Recent elections in the advanced western democracies have undermined
the basic foundations of political systems that had previously beaten
back all challenges -- from both the left and the right. The election
of Donald Trump to the U.S. presidency, only months after the United
Kingdom voted to leave the European Union, signaled a dramatic shift
in the politics of the rich democracies.
In Anti-System
Politics, Jonathan Hopkin traces the evolution of this shift and
argues that it is a long-term result of abandoning the post-war model
of egalitarian capitalism in the 1970s. That shift entailed weakening
the democratic process in favor of an opaque, technocratic form of
governance that allows voters little opportunity to influence policy.
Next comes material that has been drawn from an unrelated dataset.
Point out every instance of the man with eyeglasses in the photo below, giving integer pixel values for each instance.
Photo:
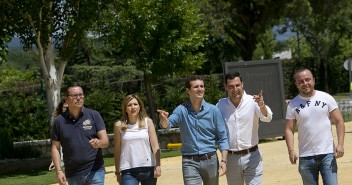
(82, 134)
With the financial crisis of the late 2000s these arrangements became
unsustainable, as incumbent politicians were unable to provide
solutions to economic hardship. Electorates demanded change, and it
had to come from outside the system. Using a comparative approach,
Hopkin explains why different kinds of anti-system
politics emerge in different countries and how political and
economic factors impact the degree of electoral instability that
emerges. Finally, he discusses the implications of these changes,
arguing that the only way for mainstream political forces to survive
is for them to embrace a more activist role for government in
protecting societies from economic turbulence.
A
historically-grounded analysis of arguably the most important global
political phenomenon at present, Anti-System Politics
illuminates how and why the world seems upside down.